Requiem For A Dream – Darren Aronofsky – 2000

Requiem for a dream takes the viewer from dizzying, euphoric highs to soul-crushing lows in a little over an hour and a half. Aronofsky’s mastery of craft steers the viewer’s emotion from the top of the roller coaster all the way down. 

Take for example a split screen segment from the first act, in which Marion and Harry take drugs and tell each other their dreams. The split screen effect of the scene between Marion and Harry begins with two faces looking at each other in close up, and the division of the characters is barely noticeable at first, as the camera is equidistant from each character.  After a moment each image begins to cut so that there are disparate images on either half of the frame. 

Marion touches Harry’s ear. We see her hand on his ear in the left half of the frame. In the right side of the screen we see Marion’s profile.The effect of the split image creates a fracture in both the spatial relationships of the characters and the temporal elements of the scene.
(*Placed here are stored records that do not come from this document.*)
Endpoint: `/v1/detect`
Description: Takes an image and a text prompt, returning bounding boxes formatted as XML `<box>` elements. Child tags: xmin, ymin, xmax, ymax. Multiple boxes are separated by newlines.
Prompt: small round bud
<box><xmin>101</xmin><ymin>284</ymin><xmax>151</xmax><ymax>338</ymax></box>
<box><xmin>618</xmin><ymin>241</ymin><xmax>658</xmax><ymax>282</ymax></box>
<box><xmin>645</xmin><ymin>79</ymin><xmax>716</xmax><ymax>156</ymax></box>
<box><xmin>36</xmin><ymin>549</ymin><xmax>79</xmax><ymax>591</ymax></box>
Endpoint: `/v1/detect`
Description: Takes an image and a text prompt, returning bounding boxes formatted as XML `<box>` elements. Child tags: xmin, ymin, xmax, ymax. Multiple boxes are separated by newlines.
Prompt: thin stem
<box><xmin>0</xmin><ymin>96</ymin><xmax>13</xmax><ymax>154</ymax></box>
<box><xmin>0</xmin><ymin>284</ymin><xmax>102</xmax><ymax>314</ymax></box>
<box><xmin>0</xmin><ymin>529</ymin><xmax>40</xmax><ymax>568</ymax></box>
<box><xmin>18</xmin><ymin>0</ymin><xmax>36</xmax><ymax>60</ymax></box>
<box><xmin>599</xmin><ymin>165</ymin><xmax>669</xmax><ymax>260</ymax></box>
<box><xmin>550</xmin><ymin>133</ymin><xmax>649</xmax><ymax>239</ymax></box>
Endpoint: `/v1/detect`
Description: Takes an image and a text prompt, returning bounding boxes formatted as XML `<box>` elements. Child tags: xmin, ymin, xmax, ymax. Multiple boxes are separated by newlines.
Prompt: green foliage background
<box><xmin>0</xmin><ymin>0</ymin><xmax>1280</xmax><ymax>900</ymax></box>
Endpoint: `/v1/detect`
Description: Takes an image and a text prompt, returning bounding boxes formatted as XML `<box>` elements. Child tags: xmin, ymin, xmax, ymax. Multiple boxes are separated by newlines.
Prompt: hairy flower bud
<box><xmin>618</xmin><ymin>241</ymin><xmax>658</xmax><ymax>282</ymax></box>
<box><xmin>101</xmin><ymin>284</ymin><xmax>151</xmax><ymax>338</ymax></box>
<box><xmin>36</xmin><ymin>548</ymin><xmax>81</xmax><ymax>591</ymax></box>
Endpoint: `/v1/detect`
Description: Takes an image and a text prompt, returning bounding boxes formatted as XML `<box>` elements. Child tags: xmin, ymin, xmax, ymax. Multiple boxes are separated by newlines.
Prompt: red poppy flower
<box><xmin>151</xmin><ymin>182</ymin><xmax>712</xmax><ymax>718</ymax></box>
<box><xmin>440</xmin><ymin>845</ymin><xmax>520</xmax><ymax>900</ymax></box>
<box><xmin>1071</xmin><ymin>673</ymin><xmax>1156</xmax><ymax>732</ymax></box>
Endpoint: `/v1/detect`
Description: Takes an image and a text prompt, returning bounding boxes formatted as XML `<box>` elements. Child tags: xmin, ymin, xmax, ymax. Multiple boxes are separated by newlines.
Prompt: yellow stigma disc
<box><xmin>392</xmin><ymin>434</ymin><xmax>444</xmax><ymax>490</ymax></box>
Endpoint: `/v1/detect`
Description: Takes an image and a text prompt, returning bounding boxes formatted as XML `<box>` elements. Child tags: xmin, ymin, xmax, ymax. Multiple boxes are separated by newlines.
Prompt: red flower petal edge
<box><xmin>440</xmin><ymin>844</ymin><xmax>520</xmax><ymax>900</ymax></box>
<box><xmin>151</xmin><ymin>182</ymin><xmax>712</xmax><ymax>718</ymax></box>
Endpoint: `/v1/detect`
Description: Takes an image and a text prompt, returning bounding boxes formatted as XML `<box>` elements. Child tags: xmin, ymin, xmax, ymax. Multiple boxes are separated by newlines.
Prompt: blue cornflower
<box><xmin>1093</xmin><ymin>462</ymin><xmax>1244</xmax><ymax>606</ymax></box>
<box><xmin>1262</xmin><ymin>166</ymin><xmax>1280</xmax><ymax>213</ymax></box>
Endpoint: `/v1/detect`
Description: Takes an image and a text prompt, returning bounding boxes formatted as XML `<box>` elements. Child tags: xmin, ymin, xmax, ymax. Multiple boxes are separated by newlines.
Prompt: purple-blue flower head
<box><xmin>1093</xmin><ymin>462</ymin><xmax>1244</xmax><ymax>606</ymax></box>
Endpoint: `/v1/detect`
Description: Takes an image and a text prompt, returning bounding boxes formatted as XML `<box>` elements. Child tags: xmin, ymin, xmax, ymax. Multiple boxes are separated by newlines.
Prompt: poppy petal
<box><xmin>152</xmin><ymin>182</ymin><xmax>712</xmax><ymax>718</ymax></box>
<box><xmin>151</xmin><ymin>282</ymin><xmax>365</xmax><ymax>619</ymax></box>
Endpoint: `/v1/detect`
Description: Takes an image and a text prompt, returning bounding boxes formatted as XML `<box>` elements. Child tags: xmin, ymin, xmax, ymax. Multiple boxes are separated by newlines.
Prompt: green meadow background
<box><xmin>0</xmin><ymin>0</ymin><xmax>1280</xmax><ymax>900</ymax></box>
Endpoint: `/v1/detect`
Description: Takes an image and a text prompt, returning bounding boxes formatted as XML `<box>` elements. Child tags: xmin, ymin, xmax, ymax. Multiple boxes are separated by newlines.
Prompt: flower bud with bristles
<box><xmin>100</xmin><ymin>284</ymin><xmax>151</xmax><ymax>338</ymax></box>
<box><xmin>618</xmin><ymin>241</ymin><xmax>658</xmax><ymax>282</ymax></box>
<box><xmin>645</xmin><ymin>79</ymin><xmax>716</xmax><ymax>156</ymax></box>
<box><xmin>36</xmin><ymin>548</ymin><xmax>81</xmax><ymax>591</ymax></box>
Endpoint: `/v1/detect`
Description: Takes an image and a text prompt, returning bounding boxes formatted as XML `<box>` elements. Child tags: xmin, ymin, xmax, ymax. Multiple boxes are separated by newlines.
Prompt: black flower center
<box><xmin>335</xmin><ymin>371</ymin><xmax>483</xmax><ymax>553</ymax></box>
What is happening on one side of the screen does not necessarily correspond temporally with the events of the other side of the screen. We are transported by the incongruity of the time and space of the image creating a space out of time and separated from the shared space of the other character occupying the room.

One of the things that has always resonated with me is the contrast in motivation of drug use between Harry and his friends versus his mother Sara Goldfarb. The trio of beautiful junkies purport to have in mind a day in the future when they don’t use any more, but they joke about wasting time. They are young, attractive and seemingly independent. I don’t really understand why they use, other than decadence. Their scenes in the first act are presented in joyful electric montage, when Harry is with Ty playing records or airy fantasias with Marion, such as the split-screen segment or the long take of the paper airplane descending from the condo.
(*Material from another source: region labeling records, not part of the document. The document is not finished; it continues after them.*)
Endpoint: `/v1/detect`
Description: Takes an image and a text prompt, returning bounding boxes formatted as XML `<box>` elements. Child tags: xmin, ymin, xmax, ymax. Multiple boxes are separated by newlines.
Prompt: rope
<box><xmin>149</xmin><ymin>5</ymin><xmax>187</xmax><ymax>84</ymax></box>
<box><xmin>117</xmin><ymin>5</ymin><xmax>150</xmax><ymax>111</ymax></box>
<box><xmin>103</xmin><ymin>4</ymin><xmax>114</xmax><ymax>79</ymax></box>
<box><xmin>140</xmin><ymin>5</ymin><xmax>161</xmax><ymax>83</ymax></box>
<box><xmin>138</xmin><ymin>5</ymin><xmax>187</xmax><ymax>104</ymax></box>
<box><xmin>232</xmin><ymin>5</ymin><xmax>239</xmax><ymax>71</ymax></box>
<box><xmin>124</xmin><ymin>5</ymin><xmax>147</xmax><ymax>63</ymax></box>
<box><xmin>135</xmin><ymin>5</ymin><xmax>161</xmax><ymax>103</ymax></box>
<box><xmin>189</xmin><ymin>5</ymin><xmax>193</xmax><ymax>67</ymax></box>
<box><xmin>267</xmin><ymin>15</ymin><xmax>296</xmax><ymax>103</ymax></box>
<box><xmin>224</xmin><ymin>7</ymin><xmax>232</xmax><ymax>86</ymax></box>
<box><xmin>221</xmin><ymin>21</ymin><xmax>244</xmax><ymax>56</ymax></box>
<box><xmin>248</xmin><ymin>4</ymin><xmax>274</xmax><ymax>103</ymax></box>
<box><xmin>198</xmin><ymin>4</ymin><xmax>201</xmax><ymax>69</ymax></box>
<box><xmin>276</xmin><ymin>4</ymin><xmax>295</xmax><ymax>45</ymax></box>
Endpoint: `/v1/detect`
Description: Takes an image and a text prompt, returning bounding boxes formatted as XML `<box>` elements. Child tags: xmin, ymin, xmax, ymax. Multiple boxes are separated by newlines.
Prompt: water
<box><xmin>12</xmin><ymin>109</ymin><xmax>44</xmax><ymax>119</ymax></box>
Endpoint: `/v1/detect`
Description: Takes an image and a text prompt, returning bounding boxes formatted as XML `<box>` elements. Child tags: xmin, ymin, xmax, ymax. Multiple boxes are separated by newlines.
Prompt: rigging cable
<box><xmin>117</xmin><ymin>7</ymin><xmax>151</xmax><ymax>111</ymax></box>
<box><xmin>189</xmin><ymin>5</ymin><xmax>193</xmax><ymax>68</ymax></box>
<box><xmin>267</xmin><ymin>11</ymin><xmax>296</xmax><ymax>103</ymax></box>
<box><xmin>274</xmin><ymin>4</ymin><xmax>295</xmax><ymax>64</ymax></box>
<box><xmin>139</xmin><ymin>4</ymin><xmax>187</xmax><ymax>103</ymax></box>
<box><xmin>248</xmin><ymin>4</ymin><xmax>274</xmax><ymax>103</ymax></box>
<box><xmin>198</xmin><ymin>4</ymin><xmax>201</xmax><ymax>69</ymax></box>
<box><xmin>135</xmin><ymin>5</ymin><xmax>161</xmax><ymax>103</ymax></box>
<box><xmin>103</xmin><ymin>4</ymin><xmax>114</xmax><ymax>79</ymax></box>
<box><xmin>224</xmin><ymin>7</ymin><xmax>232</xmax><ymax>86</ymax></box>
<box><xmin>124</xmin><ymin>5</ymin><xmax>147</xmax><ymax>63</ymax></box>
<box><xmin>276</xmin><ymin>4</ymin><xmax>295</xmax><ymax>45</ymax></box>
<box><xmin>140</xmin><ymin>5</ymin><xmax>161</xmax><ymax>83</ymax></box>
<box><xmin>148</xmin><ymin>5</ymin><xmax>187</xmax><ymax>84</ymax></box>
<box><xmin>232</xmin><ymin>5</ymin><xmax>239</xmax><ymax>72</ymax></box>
By contrast, Sara never has a golden period in the film. In the opening scene she is burglarized by the living person she loves the most. She starts in a state of retreat. Unlike the youth in the story, she is old and lonely. This loneliness and the idea of transforming her body to fit into the red dress are directly related. If she can be on tv, she’ll offer the kind of connection that she finds from the tv, satiating her loneliness because she imagines those idolized on the tv are never lonely. So her drug use, to fit in the dress and get on tv, is a more psychologically nuanced desire than the desires of the youth. As Moreno asserts, “Sara’s growing addiction to the television and the virtualization of her past and future dreaming devours her power to feel, think and act in the present.” 

There’s only one thing that someone would say that is never a lie. ‘I’m lonely.’ Sara Goldfarb’s loneliness in Requiem For A Dream is a horror far worse than any addiction.